Linear plain and recirculating ball bearings are both linear movement mechanisms that are used in a wide range of applications. Their main and key difference is the nature of their movement, with linear plain bearings sliding across the guide (or shaft) while recirculating ball bearing systems rolling on it.
Here are the things to consider when you’re unsure about which one is the ideal choice for a specific application:
- Linear plain bearings can operate dry thanks to lubricants embedded in the matrix of the polymer. Recirculating ball bearings need lubrication approximately every three to six months.
- When a precision fitting is required, linear plain bearings are a better choice thanks to their tightest minimum clearance.
- Corrosion protection is relevant because both can be made of different materials. However, we generally have better performance in plastic linear plain bearings which are resistant to mineral acids, alkalies, and inorganic substances.
- If you’re after a lower coefficient of friction, recirculating ball bearings are the way to go because they simply have a much smaller contact area.
- If you use very small strokes, ball bearings will suffer from continuous wear and one-side stress. Consider using a linear system instead.
- Cost is always a consideration in practical engineering, but this depends on the choice of material and the quality of the bearing, besides the type. In general, linear plain bearings are more expensive, but recirculating ball bearings require lubrication, so they incur maintenance costs.

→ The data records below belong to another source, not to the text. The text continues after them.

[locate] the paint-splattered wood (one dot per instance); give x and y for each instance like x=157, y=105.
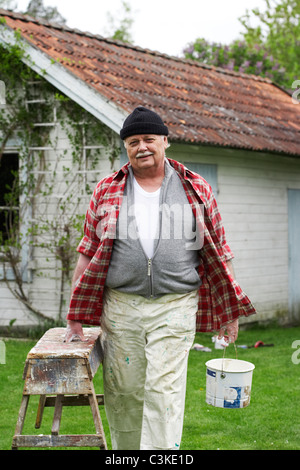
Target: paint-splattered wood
x=65, y=370
x=56, y=367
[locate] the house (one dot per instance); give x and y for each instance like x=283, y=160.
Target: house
x=240, y=132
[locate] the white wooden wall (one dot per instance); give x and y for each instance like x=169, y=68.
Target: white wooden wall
x=44, y=288
x=253, y=201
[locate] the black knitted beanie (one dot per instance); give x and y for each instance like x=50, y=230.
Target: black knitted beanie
x=143, y=121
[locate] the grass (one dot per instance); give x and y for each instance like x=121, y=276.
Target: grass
x=270, y=422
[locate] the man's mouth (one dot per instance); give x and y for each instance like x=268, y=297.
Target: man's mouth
x=144, y=154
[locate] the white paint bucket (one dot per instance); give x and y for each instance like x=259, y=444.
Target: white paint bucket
x=228, y=383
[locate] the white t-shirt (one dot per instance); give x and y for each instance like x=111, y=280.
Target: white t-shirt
x=146, y=209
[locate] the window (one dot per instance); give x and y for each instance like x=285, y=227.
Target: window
x=9, y=199
x=208, y=171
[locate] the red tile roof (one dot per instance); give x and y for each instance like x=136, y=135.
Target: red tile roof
x=200, y=104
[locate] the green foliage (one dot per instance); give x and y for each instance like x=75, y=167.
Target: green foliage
x=270, y=50
x=120, y=24
x=37, y=9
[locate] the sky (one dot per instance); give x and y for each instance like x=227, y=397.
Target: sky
x=166, y=26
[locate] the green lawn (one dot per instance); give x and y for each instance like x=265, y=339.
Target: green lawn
x=271, y=421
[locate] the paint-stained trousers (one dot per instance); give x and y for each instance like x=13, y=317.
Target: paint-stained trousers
x=146, y=346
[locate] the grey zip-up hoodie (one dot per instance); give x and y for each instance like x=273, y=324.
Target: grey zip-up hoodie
x=173, y=266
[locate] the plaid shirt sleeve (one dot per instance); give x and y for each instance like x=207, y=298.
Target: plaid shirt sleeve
x=90, y=241
x=221, y=299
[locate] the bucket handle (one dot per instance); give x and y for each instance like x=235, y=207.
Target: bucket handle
x=223, y=375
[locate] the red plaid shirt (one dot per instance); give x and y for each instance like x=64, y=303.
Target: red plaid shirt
x=221, y=299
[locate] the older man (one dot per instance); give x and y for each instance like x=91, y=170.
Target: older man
x=154, y=266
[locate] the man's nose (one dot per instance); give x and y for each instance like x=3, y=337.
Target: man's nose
x=142, y=146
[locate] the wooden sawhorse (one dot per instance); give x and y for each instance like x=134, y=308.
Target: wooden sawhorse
x=65, y=372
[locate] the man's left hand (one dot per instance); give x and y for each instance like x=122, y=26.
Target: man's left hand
x=232, y=329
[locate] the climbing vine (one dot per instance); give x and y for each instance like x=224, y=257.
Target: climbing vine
x=44, y=200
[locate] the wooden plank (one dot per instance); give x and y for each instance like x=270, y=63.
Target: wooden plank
x=40, y=411
x=67, y=440
x=74, y=400
x=57, y=415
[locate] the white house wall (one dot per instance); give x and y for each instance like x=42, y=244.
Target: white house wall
x=252, y=197
x=44, y=289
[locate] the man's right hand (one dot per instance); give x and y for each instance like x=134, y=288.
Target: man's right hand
x=74, y=332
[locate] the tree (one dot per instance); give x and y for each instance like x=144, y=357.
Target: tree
x=120, y=24
x=36, y=9
x=270, y=49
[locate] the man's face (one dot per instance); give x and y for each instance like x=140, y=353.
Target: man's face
x=146, y=151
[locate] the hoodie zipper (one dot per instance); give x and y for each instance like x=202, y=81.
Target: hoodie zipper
x=150, y=276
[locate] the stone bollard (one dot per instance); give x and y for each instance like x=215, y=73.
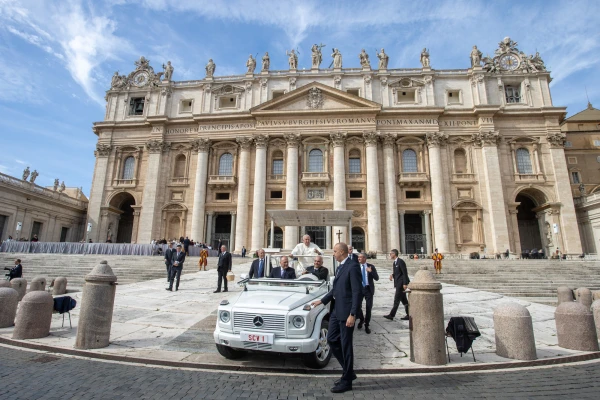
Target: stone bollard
x=20, y=285
x=9, y=299
x=575, y=327
x=60, y=286
x=584, y=296
x=35, y=316
x=97, y=303
x=427, y=318
x=565, y=294
x=596, y=313
x=514, y=332
x=37, y=284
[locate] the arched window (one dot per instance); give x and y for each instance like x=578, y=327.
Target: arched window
x=128, y=167
x=354, y=162
x=179, y=170
x=409, y=161
x=315, y=161
x=277, y=168
x=226, y=164
x=524, y=161
x=460, y=161
x=466, y=229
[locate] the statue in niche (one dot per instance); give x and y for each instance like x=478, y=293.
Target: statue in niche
x=34, y=175
x=317, y=57
x=425, y=58
x=210, y=68
x=292, y=59
x=337, y=58
x=251, y=64
x=168, y=74
x=364, y=59
x=476, y=57
x=266, y=61
x=383, y=59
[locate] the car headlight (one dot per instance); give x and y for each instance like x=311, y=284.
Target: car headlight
x=298, y=321
x=224, y=316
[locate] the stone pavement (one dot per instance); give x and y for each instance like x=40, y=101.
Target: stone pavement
x=38, y=375
x=150, y=322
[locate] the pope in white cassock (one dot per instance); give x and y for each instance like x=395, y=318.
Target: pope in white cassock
x=308, y=249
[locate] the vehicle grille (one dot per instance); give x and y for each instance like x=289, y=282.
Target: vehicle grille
x=272, y=323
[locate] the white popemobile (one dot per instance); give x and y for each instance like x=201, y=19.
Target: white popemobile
x=274, y=315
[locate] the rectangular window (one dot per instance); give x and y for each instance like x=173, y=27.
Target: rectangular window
x=356, y=194
x=136, y=106
x=513, y=94
x=227, y=102
x=413, y=194
x=277, y=167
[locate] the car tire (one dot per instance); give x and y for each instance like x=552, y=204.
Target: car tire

In general, if you’re going for high precision, accuracy, and low friction, use rolling bearings. If you’re after maximum dirt resistance, movement stability, and if it’s impossible to access the part during maintenance sessions for lubrication, then use a sliding element. As always, both types come with their strengths and weaknesses, so to enjoy a peace of mind for a long time, make sure that you consider everything mentioned above.